Five of us visited on Day 3. Ultramodern, open/high-ceiling, strikingly decorated with a white and red-orange motif, nicely contrasted with black linen napkins. Unlike other restaurants in the area, tables are not too close together, acoustics lend themselves nicely to private conversation. JD, our waiter, was a pleasure. Incredibly enthusiastic, he carefully pushed and pulled us to order the “right” items. So we were optimistic at first.
JD sold us on the night’s appetizer, a very special grilled octopus. Then he came back to give us the sad news that they ran out. We joked that the chef should come out and personally apologize. He did, lol. Unfortunately, as great as the service was the food turned out to be typical of other Patina establishments. It looked pretty to the eyes but just did not deliver in quality and flavor. The five of us ordered five appetizers, five dinners, and all 7 desserts. We all wanted to taste each other’s dishes. But since the portion sizes were microscopic (Hey JD, next time upsell on ordering extra) we went ahead and each took 1-2 bites of each dish and passed it to the next person. The plates barely made it once around the table.
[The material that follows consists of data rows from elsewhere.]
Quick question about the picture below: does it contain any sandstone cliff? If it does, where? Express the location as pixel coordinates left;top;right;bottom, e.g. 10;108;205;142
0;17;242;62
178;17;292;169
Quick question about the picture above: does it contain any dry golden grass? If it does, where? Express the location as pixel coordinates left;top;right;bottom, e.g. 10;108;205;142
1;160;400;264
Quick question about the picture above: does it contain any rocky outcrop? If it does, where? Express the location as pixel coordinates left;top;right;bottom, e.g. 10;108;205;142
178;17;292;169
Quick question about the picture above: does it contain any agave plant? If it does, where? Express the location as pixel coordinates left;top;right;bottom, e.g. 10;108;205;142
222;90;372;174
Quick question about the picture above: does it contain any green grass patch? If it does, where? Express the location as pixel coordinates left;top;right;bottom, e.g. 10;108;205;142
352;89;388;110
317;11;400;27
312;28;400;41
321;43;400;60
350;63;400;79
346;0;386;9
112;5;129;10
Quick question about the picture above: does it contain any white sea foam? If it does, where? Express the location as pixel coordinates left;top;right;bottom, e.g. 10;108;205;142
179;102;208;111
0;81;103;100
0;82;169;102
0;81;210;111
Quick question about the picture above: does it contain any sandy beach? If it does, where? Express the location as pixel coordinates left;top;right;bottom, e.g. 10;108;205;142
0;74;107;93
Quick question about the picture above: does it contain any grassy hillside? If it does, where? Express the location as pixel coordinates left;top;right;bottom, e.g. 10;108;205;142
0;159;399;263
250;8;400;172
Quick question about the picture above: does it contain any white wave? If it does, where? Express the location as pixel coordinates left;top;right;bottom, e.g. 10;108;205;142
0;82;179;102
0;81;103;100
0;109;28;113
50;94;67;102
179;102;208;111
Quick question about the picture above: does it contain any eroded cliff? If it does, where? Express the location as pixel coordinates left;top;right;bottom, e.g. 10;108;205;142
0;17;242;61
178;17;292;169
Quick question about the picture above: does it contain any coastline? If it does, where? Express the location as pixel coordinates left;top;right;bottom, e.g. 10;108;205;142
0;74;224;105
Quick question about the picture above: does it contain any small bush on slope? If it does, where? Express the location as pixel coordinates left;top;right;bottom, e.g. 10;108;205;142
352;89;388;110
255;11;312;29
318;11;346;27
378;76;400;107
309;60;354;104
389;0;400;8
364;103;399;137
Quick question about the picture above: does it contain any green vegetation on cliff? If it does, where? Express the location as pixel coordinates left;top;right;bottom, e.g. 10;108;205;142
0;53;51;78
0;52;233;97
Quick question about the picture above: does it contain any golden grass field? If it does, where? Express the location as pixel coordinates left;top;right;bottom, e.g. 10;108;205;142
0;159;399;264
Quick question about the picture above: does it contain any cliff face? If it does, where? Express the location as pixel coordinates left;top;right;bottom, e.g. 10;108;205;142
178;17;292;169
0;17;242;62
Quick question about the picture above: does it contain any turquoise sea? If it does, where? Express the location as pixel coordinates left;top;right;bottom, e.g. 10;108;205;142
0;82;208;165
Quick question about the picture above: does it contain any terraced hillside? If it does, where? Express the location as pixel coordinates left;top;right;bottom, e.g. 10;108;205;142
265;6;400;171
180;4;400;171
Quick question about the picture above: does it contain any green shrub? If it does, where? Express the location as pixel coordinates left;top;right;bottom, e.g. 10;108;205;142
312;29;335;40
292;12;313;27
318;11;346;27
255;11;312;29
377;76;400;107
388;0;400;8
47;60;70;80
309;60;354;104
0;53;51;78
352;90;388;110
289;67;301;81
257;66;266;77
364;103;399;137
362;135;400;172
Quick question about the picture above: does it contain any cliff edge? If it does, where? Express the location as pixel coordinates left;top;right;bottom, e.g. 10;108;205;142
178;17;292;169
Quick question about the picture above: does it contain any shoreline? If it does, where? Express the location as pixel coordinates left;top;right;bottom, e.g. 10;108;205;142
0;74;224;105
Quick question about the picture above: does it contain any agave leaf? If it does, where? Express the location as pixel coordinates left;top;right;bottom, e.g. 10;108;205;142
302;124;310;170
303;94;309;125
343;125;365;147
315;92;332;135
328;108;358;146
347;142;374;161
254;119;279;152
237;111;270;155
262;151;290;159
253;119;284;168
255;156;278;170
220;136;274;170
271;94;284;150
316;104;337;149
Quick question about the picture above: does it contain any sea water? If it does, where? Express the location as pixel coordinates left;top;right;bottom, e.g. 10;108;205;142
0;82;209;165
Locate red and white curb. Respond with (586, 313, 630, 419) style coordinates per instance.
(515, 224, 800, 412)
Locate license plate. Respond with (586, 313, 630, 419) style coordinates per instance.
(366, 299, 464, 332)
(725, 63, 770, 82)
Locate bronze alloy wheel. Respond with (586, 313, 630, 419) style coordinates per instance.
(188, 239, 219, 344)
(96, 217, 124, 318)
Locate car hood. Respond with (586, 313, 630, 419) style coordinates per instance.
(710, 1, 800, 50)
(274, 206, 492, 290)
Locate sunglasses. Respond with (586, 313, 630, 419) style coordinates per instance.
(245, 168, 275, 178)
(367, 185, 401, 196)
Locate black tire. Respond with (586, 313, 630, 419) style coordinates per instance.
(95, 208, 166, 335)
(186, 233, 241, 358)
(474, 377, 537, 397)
Appetizers included the maryland crabcake, crusted (fried) oysters with a thai peanut sauce, peekytoe crab on tempura potato, blackcod in a miso sauce with a fried quail egg (pictured), and a carpaccio of bigeye tuna with macadamia nuts and coconut milk. The portions on all were microscopic despite prices into the teens on each. The miso cod was the best of the group; very flavorful sauce without it being too sweet as often occurs with miso sauces.
Mains were Sauteed Skate (Pictured: greasy, way too salty), Steamed turbot (nice flavor, too salty), seared scallops with shortrib ravioli, (scallops were slightly overcooked, ravioli was too salty and did not pair well) flatiron steak, (tasteless, not a good sear) and the signature snapper (wrapped in “paper,” pictured) that tasted of ginger and not much else.
At that point, with every drop of food gone we were all quite hungry and were debating on going out to another place for dinner or just ordering all the desserts. We went for the desserts. We ordered all seven, and none were particularly memorable or that good.
The punchline was the bill. They actually overcharged us by $170. The overcharge was comprised of two orders of octopus that we never received, a mischarge for a much more expensive bottle of champagne versus the one we ordered, plus they charged us corkage on 4 bottles of wine at $20 each. We had actually only brought 2 bottles of wine, and I had gotten a phone quote of $10 corkage with it waived for each bottle purchased. And doesn’t the Patina group have a no-corkage policy in general? On the champagne, they told us they brought us the more expensive bottle but would honor the lower charge since we ordered the cheaper one. Actually, they really did bring the cheaper one. That kind of put us off.
Sadly, I am looking at the itemized bill one more time as I write this blog, and it appears they did not remove the two charges for the octopus ($18) and there is still a $20 corkage. Not cool.